“El ritmo de los cibertaques patrocinados por los Estados-nación ha escalado al punto de que ahora hay efectivamente un combate constante en el ciberespacio sin significativas consecuencias para el atacante”, agrega.
Las observaciones en el último año muestran una “convergencia” de gobierno y cibercriminales, según el informe, que señala actividades en China, Rusia, Irán y Corea del Norte.

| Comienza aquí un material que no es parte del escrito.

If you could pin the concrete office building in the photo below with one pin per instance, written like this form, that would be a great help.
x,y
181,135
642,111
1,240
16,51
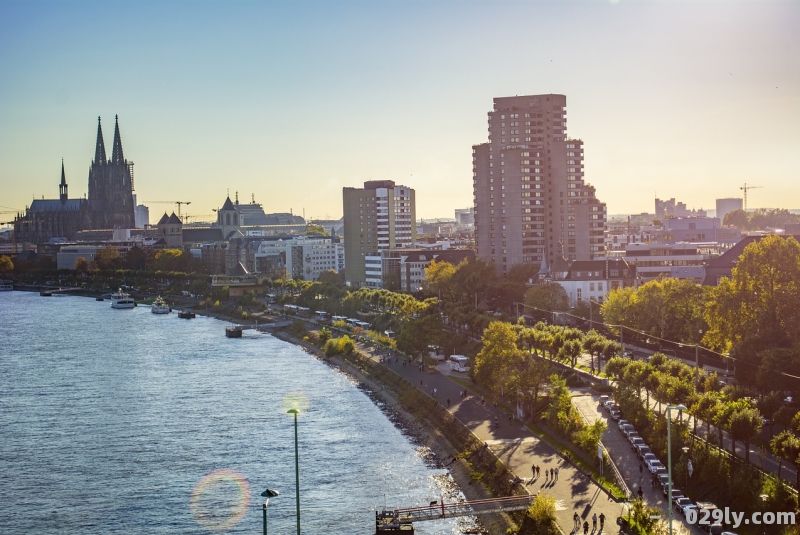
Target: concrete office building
x,y
726,206
531,202
378,218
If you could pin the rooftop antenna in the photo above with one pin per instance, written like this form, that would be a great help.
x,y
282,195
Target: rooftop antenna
x,y
744,189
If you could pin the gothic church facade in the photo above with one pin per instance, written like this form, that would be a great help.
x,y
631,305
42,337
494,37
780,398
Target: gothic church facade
x,y
110,203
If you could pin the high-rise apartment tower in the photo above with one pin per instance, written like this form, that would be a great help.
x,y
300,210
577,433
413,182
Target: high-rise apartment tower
x,y
378,218
531,202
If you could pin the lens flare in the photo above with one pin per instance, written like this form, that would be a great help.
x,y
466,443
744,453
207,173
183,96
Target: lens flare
x,y
220,499
295,400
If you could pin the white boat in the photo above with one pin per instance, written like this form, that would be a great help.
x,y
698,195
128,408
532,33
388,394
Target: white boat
x,y
122,300
160,306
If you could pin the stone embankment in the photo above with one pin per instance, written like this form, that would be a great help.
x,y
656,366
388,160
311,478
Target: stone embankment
x,y
475,469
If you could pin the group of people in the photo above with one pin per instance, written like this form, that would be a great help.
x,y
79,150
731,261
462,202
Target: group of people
x,y
577,522
549,473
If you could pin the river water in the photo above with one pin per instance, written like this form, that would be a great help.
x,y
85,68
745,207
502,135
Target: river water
x,y
123,421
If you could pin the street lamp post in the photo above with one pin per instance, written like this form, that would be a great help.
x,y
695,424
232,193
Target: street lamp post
x,y
688,462
296,468
669,461
269,493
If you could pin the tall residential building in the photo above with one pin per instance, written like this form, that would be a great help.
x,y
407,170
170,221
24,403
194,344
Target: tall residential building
x,y
380,217
531,202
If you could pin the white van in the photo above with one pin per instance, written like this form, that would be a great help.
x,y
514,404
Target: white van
x,y
459,363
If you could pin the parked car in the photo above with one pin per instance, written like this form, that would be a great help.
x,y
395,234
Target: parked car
x,y
654,465
663,480
716,529
642,451
648,458
683,505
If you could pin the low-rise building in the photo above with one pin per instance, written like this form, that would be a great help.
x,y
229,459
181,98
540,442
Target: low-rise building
x,y
593,279
413,264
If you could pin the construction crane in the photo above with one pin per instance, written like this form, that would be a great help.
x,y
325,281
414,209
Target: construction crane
x,y
179,203
744,189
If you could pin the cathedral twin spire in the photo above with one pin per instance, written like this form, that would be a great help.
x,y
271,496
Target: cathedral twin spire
x,y
100,149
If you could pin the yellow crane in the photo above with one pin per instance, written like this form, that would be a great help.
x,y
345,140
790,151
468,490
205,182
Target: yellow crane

Los países usaron cibercriminales motivados económicamente como “fuerza multiplicadora”, aprovechando su experticia para jaquear.
“También hemos visto cambios rápidos en las tácticas de la guerra híbrida, con intentos de gran alcance para interferir en elecciones democráticas y un aumento de ataques ransomware y fraude financiero en todo el mundo”.
“La accesibilidad generalizada a herramientas de IA generativa sumada a importantes acontecimientos geopolíticos ha creado un entorno propicio para las operaciones de interferencia de Estados-nación en tiendas de alto riesgo”, detalla el texto.
Corea del Norte ha “borrado la línea” entre cibercrímenes y ciberespionaje, con la ONU estimando que el país ha robado más de 3.000 millones en criptomonedas desde 2017, detalla el reporte.